Student numbers: 7,713

Subjects: arts and design, religious studies, English and humanities, geography, planning, landscape architecture, hospitality, leisure, tourism, sport, management and information technology, education.

Finance: Turnover Pounds 32 million Operating surplus Pounds 1 million.

Cheltenham and Gloucester geared up for its university title bid after gaining research degree-awarding powers in February. It was one of a few colleges to miss the polytechnic designations deadline in 1991 and subsequent automatic award of the university title by just a few months. The college is launching a campaign to raise private funding to help pay for the development of a new campus on its Oxstalls site in Gloucester, which it left four years ago.

Roehampton Institute

Student numbers: 6,700

Subjects: English, history, anthropology, biology, environmental studies, geography, zoology, modern languages, theology, dance and drama, film and TV studies, music, art in the community, sports studies, psychology, sociology, business studies and computing, health studies, geography, education.

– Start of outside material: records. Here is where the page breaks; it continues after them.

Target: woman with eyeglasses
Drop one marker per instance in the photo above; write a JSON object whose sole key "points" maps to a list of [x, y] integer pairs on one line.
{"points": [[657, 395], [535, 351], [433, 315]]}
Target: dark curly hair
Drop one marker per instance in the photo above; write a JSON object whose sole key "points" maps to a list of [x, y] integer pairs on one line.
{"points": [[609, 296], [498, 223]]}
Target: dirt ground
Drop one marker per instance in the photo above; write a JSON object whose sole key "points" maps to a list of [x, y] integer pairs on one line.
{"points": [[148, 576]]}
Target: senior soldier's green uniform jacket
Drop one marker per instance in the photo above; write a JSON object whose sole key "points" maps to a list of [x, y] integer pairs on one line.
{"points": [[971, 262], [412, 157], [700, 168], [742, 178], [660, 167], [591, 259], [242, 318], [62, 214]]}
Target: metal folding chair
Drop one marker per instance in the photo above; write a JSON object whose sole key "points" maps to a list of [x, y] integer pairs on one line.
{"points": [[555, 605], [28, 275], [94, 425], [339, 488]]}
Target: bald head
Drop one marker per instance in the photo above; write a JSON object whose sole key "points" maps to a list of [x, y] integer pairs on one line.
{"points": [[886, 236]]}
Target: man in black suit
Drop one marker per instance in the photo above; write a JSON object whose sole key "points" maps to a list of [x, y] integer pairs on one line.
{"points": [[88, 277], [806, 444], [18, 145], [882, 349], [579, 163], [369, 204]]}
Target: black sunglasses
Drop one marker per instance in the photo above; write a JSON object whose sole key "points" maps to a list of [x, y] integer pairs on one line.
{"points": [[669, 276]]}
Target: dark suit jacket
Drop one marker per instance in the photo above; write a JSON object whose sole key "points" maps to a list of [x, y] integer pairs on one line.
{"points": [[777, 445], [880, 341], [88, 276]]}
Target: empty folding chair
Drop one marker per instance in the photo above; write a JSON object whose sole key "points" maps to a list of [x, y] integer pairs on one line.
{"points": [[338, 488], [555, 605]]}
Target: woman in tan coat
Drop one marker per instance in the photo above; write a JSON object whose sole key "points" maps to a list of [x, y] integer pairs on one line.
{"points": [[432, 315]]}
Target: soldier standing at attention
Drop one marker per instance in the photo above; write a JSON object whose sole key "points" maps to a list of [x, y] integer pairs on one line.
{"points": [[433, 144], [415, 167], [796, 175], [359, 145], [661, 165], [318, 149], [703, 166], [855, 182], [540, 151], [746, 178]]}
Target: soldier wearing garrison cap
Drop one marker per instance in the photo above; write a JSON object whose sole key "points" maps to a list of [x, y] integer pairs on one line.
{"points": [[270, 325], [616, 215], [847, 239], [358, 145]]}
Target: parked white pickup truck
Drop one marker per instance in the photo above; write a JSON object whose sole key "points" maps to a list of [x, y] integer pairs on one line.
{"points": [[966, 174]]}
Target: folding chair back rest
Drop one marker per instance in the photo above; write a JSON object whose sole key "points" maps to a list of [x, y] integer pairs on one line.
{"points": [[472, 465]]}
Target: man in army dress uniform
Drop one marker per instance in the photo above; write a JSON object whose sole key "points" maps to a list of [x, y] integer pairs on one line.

Finance: Turnover Pounds 30.7 million. Operating surplus Pounds 100,000 Roehampton is seeking a federal relationship with the University of Surrey, rather than going for independent university status. It cleared the last of the necessary formal hurdles by gaining research degree awarding powers in March this year. A joint statement issued with Surrey this week indicated that both institutions were working towards a federal arrangement by the year 2000.

The college may adopt an interim title, The University of Surrey Institute Roehampton, before moving on to call itself University of Surrey Roehampton.